Enzyme activity was determined by the release of p-nitrophenol from p-nitrophenyl phosphate measured by a UV–vis spectrophotometer at 405 nm [66]. Relative activity and resistance of nucleotides to enzymatic hydrolysis were determined at 37 °C. Briefly, 32.5 μL of nucleotide derivative (77 μg/mL in 0.1 M Tris-HCl and 0.1 M MgCl2, pH 7.5) and 6 μL of deionized water were incubated with calf intestine alkaline phosphatase (Fermentas Inc., Glen Burnie, MD; 1 unit/μL; 6.25 μL) at 37 °C. The final pH was 9.8. After 30 min, the reaction was stopped by incubation at 80 °C for 30 min. The stability of the nucleotide derivative was evaluated by HPLC to monitor possible dephosphorylation products. The mixture was separated on a Gemini analytic column (5u C-18 110A; 150 × 4.60 mm) using gradient elution with Solvent System I at 90:10 to 70:30 A:B for 3A and B, and 82:18 to 50:50 A:B for 4A, B and 2 over 20 min at a flow rate of 1 mL/min. The hydrolysis rate was determined by measuring the change in the integration of the respective HPLC peaks with time.

4.7. Plasmids

The plasmids used in this study have all been described in published reports: human NTPDase1 (GenBank accession no. U87967) [67], human NTPDase2 (NM_203468) [68], human NTPDase3 (AF034840) [69], human NTPDase8 (AY430414) [70], human NPP1 (NM_006208) and human NPP3 (NM_005021) [71].

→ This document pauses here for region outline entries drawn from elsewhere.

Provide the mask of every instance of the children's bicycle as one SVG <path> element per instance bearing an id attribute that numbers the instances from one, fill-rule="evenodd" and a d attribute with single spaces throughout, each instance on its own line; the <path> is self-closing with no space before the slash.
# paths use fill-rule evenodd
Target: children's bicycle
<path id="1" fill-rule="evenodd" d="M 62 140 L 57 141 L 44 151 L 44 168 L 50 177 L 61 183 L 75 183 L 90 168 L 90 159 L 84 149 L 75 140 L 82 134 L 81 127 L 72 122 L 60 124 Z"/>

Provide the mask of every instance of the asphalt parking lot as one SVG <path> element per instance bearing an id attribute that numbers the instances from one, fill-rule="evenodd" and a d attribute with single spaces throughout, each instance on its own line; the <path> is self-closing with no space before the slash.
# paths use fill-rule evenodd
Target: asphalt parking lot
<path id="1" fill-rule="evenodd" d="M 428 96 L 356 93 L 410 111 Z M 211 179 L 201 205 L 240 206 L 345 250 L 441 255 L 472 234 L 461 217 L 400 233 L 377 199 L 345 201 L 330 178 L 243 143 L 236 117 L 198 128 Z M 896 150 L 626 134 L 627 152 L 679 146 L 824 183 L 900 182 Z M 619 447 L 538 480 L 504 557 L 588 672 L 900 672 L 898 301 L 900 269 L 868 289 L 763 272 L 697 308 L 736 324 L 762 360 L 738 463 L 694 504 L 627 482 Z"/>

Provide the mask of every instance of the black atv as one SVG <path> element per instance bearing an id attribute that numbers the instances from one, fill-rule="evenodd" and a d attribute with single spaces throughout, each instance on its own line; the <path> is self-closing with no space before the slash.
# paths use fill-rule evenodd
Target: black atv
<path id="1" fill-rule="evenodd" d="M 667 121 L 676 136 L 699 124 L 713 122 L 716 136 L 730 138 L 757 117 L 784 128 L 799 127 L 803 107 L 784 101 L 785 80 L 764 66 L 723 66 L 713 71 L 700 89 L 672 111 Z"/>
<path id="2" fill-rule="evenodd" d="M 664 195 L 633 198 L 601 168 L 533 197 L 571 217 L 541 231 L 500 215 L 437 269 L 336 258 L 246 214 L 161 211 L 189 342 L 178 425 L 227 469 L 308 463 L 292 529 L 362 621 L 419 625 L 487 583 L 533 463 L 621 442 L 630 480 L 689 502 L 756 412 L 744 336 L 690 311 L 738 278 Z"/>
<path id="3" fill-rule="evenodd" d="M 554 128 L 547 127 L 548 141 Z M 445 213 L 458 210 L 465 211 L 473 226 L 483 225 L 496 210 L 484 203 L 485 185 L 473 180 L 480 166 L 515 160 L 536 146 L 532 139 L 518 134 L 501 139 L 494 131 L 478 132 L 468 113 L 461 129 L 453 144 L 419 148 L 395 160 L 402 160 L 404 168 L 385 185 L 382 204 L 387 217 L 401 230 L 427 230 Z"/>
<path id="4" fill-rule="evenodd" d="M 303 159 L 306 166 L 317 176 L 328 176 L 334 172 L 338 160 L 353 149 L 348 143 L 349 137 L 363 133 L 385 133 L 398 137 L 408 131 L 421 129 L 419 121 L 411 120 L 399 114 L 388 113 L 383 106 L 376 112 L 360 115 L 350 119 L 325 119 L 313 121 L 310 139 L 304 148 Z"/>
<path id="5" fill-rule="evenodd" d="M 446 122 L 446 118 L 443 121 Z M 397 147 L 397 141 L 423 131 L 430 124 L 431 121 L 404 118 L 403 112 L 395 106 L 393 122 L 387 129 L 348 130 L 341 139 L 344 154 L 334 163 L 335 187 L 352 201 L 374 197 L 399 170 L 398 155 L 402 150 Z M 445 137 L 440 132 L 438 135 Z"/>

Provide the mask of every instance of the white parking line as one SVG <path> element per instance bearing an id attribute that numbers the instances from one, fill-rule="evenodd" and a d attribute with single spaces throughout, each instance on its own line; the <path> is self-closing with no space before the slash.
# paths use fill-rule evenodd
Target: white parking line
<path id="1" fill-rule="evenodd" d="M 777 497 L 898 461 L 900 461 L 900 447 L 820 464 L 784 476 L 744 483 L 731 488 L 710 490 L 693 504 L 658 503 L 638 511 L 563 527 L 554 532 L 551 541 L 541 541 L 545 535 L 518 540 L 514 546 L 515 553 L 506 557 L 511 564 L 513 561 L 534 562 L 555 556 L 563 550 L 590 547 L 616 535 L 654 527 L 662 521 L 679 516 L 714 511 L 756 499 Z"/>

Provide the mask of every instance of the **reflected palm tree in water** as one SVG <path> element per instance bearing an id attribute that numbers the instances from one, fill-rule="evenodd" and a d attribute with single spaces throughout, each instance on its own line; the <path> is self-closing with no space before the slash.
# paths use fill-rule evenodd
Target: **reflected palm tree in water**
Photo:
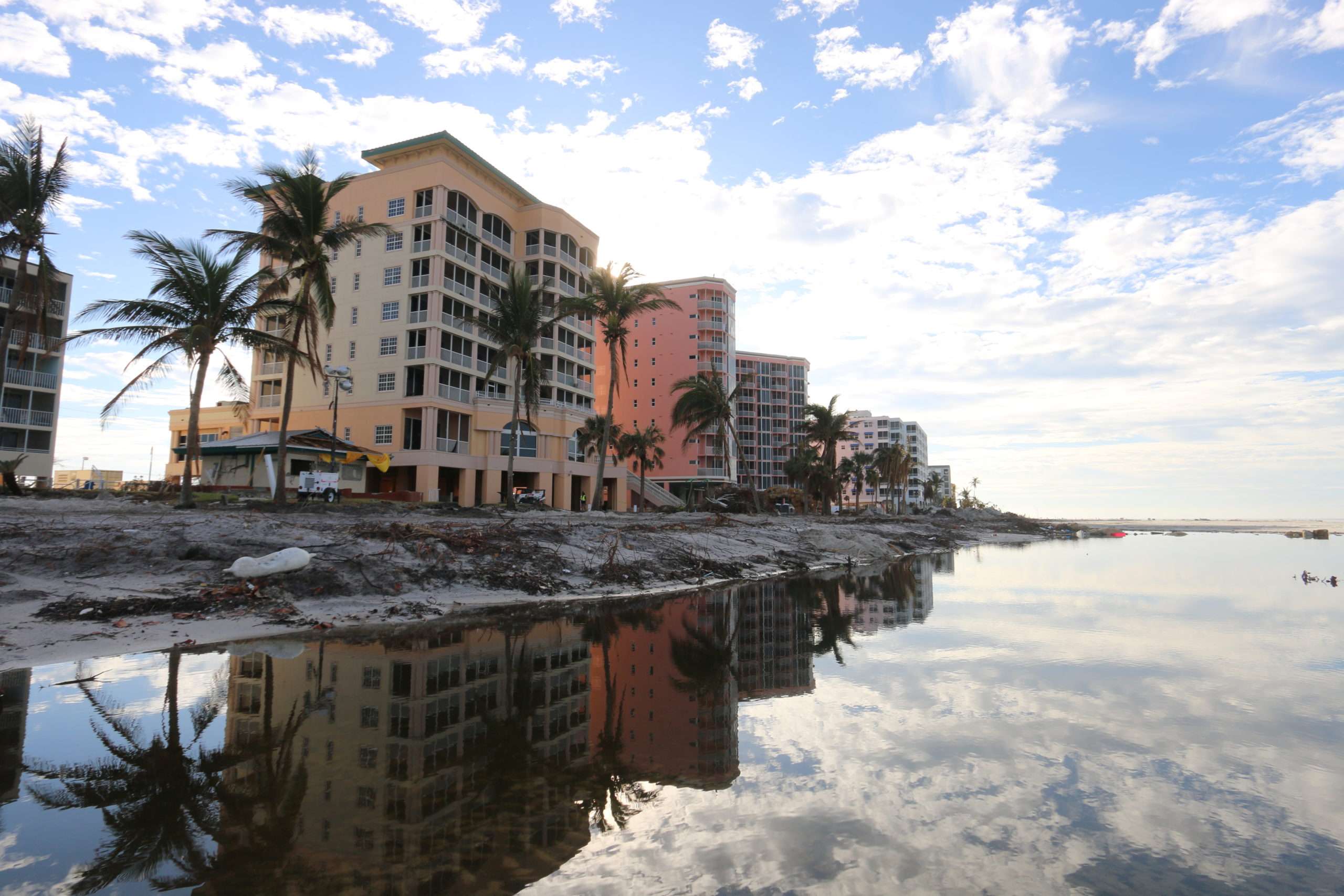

4.8. Cell transfection and preparation of membrane fraction

293T cells were transfected in 10 cm plates using Lipofectamine (Invitrogen, Burlington, ON, Canada), as previously described [72]. Briefly, 80–90% confluent cells were incubated for 5 h at 37 °C in Dulbecco's modified Eagle's medium, nutriment mix F-12 (DMEM/ F-12 from Invitrogen, Burlington, ON, Canada) in the absence of fetal bovine serum (FBS), and 6 μg of plasmid DNA and 24 μL Lipofectamine reagent were added. The reaction was stopped by the addition of equal volumes of DMEM/F-12 containing 20% FBS (from Wisent Bioproducts, St. Bruno, QC, Canada) and the cells were harvested 44–72 h later.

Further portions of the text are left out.